The light of night, captured.
It is a challenge to head out at night when you've been relaxing on the sofa for an hour or two, after work, after dinner, watching a movie, sipping on tea. But night is a favorite time for me to photography.
Shooting August entirely in black and white, I'm very fond of dark, high contrast, dramatic imagery; the night so easily provides. August is the only other month to be shot entirely in Black and White. January too, was all black and white but there were no other guidelines to my month's theme.
The other challenges to night photography are simply technical. Aperture, ISO, and shutter speed are all very important. If one's shutter is too slow, any minor movement of the camera produces motion blur in the image. If the shutter is too fast, the image is too dark.
With apertures, the wider the more light but also the shallower the depth of field resulting in challenging focus scenarios. Stopping down (smaller apertures) increases depth of field but reduces light.
ISO, on the other hand, boosts the light available but invariably adds noise to one's image. Sometimes noise is acceptable giving a gritty, street photography look. Other times, it simply muddies the image.
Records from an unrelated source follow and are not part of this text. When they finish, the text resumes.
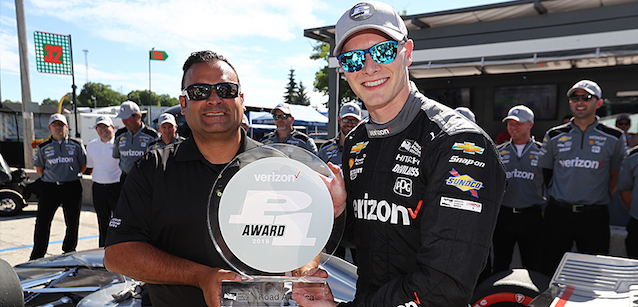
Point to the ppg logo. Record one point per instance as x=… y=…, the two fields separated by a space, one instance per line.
x=403 y=186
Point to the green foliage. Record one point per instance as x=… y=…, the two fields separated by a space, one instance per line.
x=295 y=94
x=99 y=94
x=322 y=52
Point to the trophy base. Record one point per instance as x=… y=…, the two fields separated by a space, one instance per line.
x=271 y=290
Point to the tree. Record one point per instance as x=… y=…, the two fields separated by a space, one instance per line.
x=290 y=96
x=322 y=52
x=302 y=97
x=98 y=94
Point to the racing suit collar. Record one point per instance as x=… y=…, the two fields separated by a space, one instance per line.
x=400 y=122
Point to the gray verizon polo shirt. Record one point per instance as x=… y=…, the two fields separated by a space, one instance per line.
x=61 y=160
x=628 y=179
x=524 y=177
x=129 y=147
x=582 y=162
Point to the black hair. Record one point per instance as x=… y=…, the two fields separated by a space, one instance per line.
x=205 y=56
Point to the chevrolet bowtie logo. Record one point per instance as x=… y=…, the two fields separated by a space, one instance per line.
x=468 y=148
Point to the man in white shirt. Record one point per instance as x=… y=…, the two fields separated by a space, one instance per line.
x=106 y=173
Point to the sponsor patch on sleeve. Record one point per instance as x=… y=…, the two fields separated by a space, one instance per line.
x=461 y=204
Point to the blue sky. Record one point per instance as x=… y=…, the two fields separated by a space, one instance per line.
x=262 y=39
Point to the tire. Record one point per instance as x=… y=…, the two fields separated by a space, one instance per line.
x=10 y=204
x=510 y=288
x=10 y=287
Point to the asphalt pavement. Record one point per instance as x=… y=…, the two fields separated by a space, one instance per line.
x=16 y=233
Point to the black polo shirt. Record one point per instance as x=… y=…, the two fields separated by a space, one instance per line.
x=165 y=203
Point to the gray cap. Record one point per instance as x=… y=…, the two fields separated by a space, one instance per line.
x=127 y=109
x=520 y=113
x=57 y=116
x=103 y=119
x=467 y=113
x=589 y=86
x=284 y=107
x=166 y=118
x=369 y=15
x=350 y=109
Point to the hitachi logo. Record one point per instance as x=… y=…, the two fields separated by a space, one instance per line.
x=577 y=162
x=132 y=153
x=375 y=210
x=520 y=174
x=60 y=160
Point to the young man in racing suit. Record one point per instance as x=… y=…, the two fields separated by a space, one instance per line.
x=423 y=183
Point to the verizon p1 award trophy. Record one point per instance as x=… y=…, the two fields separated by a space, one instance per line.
x=270 y=214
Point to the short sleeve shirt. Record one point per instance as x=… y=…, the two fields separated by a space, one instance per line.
x=165 y=204
x=524 y=177
x=129 y=147
x=61 y=160
x=582 y=162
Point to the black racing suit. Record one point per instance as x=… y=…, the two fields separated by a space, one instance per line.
x=424 y=192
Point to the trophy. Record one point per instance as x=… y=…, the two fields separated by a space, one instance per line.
x=269 y=214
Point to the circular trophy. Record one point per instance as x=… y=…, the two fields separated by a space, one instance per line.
x=270 y=212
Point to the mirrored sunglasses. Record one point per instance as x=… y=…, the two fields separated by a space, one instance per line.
x=382 y=53
x=584 y=97
x=281 y=116
x=201 y=91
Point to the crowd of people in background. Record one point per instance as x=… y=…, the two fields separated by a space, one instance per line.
x=557 y=195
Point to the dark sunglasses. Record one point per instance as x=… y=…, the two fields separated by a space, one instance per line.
x=382 y=53
x=201 y=91
x=281 y=116
x=584 y=97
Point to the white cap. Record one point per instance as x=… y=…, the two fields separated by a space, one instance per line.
x=103 y=119
x=350 y=109
x=467 y=113
x=166 y=118
x=127 y=109
x=369 y=15
x=58 y=117
x=520 y=114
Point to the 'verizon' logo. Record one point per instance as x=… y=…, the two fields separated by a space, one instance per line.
x=383 y=211
x=580 y=163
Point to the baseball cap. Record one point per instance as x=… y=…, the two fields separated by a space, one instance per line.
x=57 y=116
x=369 y=15
x=166 y=118
x=350 y=109
x=103 y=120
x=520 y=113
x=589 y=86
x=244 y=120
x=127 y=109
x=284 y=107
x=467 y=113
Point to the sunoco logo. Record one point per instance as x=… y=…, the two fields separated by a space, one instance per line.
x=580 y=163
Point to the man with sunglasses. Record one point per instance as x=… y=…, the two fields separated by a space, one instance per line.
x=424 y=184
x=285 y=132
x=60 y=162
x=580 y=162
x=132 y=140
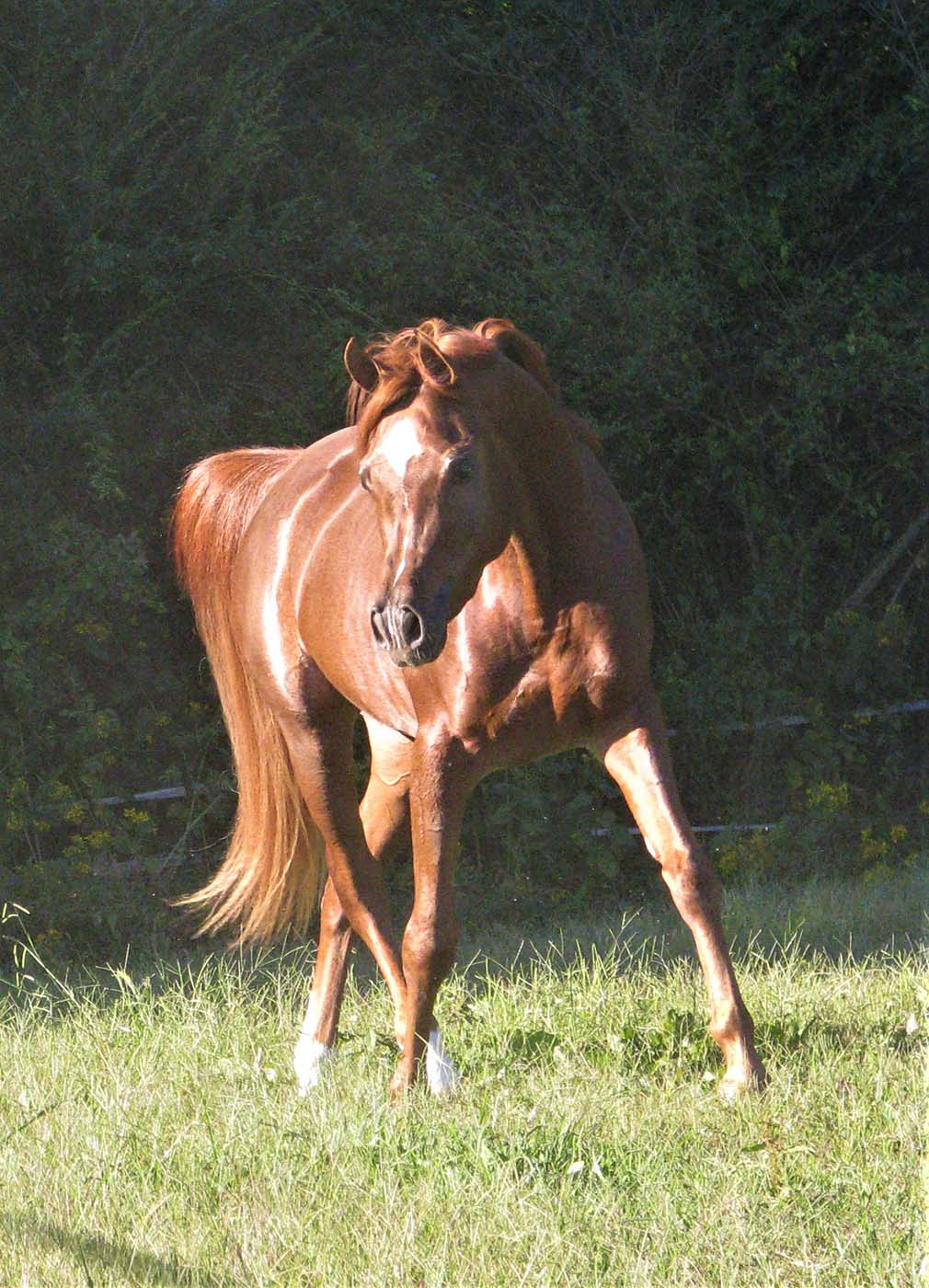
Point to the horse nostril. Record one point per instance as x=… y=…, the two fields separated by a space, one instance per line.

All of these are a careful balancing act. They are part of a triad of water buckets. As one fills up, the other two empty. Finding the right mix of volumes is important to get just the image one is looking to achieve.
A tripod is always welcome. This will allow for one to decrease shutter speed and use low ISO while also stopping down the aperture. The result can be very clear and sharp black and white images. The caveat, but possibly the goal, is motion blur of moving object. A favorite from this month is from August 1st where I setup my Olympus E-M5 with a 45mm lens on my tripod. Opening my window, a waited for a train to pass buy and captured the movement.
At an f/8, ISO 200, -1 ev stop compensation, and a 1.6 second shutter, a very clear background of Chicago appears while the Brown Line train streaks through the frame.
A few other nights I used a long exposure but it does take a bit more effort. One must almost always use a tripod or other stabilization. However, occasionally, as with Run and Train, these were both handheld. Run, with an eerie, ghostly appeal, and Train, things moved quickly enough it didn't matter. But if you look closely, you can see that the subject blur is achieved but also background.
I did not find this to bean issue but I am one to usually express great concern with how important the background is while other photographers are concerned with blurring the background to the extent it is nearly completely unrecognizable.
Tripods are one of the most valuable pieces of equipment a photographer can have but they are usually big and carrying one around every day for thirty-one days was not something I could pull off. However, the crafty and resourceful photographer finds other ways to stabilize. In Flight Path, I was in a position to just set the camera down on a ledge. And by ledge, I mean, five stories in high with nothing but the air between the camera and certain doom.
Photographers and filmmakers take risks all the time to get their shots. And while I have no real fear of heights, I can safely say I did fear for my camera. I had a death grip on the camera strap that would have squeeze the juice out of an apple. But (!), my camera survived to shoot another day (night)!
I thoroughly enjoyed August for night photography. Perhaps September would have been easier as the days are shorter but I overcame the couch potato in me to head out at night an explore the dark. I'm certain more night photography is in store for the rest of the year as part of other themes but for now, I move onward; a merging of photography with filmmaking with a theme rooted in cinematography.